Hi i would split them up incase 1 injures the other also join "bearded dragons uk" on facebook lots of advise and info like careguides and what they can eat + lots of photos just for bearded dragons.. its very helpful also if you ever need to know anything about bearded dragons they will reply quick


----------



## niccky (Apr 16, 2012)

you need to split them even females who have been together since day dot can fight. 
what you are seeing will just be the tip if the iceberg.

they need splitting up now before one or both end up injured or worse.

i think its hard for us as humans to comprehend that other species prefer to be solitary.


----------



## nicnet (Apr 3, 2011)

robert19 said:


> Hi i would split them up incase 1 injures the other also join "bearded dragons uk" on facebook lots of advise and info like careguides and what they can eat + lots of photos just for bearded dragons.. its very helpful also if you ever need to know anything about bearded dragons they will reply quick



Personally I've been given and seen a lot of very bad advice on that facebook site, as well as a lot of infighting and downright nastiness. one to stay clear of in my opinion. I was once actually advised on there that keeping my male and 2 females together was not only a good idea, it was vital for HIS health for him to breed when he wanted....I won't be going back any time soon.


----------



## niccky (Apr 16, 2012)

nicnet said:


> Personally I've been given and seen a lot of very bad advice on that facebook site, as well as a lot of infighting and downright nastiness. one to stay clear of in my opinion. I was once actually advised on there that keeping my male and 2 females together was not only a good idea, it was vital for HIS health for him to breed when he wanted....I won't be going back any time soon.

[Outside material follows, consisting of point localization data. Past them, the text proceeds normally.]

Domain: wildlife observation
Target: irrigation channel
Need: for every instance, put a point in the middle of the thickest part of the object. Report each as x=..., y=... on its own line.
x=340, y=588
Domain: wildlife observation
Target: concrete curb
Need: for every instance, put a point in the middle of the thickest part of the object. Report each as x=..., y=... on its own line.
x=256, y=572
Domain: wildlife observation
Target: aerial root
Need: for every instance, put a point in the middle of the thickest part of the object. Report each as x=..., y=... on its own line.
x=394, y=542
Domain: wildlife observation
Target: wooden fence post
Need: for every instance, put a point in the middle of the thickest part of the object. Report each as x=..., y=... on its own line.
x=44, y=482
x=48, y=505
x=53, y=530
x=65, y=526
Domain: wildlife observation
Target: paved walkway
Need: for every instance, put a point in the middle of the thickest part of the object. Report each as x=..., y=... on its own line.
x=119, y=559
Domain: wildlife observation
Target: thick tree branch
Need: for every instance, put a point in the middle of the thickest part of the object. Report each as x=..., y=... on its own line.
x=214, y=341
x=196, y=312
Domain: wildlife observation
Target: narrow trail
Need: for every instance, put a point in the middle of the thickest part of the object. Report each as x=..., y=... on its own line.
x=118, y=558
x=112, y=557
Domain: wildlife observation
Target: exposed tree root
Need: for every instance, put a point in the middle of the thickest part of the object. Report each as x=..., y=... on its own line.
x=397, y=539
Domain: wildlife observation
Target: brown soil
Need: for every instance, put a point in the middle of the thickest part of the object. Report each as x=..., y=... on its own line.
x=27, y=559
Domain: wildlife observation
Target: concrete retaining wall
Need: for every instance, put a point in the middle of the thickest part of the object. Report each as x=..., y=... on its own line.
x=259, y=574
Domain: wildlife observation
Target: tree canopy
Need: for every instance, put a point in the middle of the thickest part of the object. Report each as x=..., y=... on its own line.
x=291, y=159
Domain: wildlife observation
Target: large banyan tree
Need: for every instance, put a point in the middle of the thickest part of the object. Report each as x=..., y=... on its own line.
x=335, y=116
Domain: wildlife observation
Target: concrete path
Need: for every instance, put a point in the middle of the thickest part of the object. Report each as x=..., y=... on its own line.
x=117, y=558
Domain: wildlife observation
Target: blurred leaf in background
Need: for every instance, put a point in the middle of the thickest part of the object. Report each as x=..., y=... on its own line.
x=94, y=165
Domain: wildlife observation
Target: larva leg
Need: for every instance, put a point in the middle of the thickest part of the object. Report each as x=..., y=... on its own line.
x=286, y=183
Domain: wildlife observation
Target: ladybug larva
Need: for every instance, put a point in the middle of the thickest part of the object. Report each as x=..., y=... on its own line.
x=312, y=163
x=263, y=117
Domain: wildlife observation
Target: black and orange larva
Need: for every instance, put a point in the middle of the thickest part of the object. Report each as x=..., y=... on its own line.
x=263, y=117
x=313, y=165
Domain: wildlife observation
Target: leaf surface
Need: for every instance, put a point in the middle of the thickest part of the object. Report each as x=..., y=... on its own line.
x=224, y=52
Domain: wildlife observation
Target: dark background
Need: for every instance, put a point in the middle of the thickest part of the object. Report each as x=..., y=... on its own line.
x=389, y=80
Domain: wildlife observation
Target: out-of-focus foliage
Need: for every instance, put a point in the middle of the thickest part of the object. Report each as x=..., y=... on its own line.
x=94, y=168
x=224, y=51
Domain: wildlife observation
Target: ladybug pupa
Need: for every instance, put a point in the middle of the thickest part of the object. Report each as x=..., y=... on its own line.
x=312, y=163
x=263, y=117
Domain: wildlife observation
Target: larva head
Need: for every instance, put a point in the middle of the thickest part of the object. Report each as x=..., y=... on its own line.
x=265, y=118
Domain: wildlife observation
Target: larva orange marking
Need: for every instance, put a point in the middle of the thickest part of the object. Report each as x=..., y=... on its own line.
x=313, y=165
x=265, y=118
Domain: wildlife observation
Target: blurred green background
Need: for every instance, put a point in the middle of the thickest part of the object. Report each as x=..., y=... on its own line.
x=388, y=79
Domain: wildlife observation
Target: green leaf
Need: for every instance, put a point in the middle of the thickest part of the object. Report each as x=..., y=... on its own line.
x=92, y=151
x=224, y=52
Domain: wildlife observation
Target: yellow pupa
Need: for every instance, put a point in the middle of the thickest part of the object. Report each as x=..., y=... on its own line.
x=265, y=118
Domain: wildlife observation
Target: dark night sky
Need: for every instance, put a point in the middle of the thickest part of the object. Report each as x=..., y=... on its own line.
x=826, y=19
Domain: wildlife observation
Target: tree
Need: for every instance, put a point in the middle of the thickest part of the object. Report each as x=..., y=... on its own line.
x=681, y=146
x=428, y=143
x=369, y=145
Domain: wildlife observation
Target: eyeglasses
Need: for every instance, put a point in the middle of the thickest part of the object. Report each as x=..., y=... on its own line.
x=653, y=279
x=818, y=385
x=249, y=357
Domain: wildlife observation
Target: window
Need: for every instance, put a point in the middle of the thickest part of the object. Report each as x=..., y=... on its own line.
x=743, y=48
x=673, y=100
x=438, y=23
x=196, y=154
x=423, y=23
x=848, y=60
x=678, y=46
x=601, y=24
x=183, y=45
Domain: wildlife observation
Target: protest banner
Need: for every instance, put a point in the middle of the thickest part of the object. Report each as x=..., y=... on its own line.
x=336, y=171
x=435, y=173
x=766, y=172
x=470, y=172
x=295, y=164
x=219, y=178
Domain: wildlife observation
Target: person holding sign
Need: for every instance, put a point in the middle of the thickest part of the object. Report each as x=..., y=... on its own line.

thats not good. i will stick to here for my advise


----------



## nicnet (Apr 3, 2011)

niccky said:


> thats not good. i will stick to here for my advise



I'm purely on about the facebook site and not the breeders website. UK Bearded Dragons - Home & Resource of the Inland Bearded Dragon. Even though it is impossible to read with that blue background on it....talk about blinding lol. I've not read the caresheets and pages on there so can't comment on their content.


----------



## niccky (Apr 16, 2012)

I have seen some strange responses on a lot of the Facebook reptile sites. 
I tend to google google google then get confirmation on here for anything I'm not sure about 


Sent from my iPhone using Tapatalk


----------



## MCEE (Aug 8, 2011)

You say they are both of the same sex and they are not going through the mating rituals. This means, therefore, they MUST be seperated, no ifs or buts. Beardies will only tolerate each other at best. These two obviously cannot tolerate each other. It may be because they are getting more cantankerous as they get older or one/both of them has/have decided the home you have provided for them is not suitable for the two of them. Either way, one or both will be suffering not only physical injuries but also stress.


----------



## ChazzieJo (Jun 14, 2012)

This is a classic case of why Beardies should not be housed together. Bearded Dragons are solitary animals, they don't pine for same species interaction. In fact they seem to thrive without it. You'll need to split them up before they rip limbs from eachother, or worse, kill eachother. A 4x2x2 is the bare minimum for one beardie and is not nearly enough room for two. Get them a seperate vivarium each.


----------



## Kuja (Dec 14, 2011)

As others have said you need to split them, it does not matter if they have always been housed together they are no longer tolerating each other. Bearded dragons are solitary in the wild they are not going to chill out together and share food and basking spots. We can't expect them too in captivity either. 


_Posted from Reptileforums.co.uk App for Android_


----------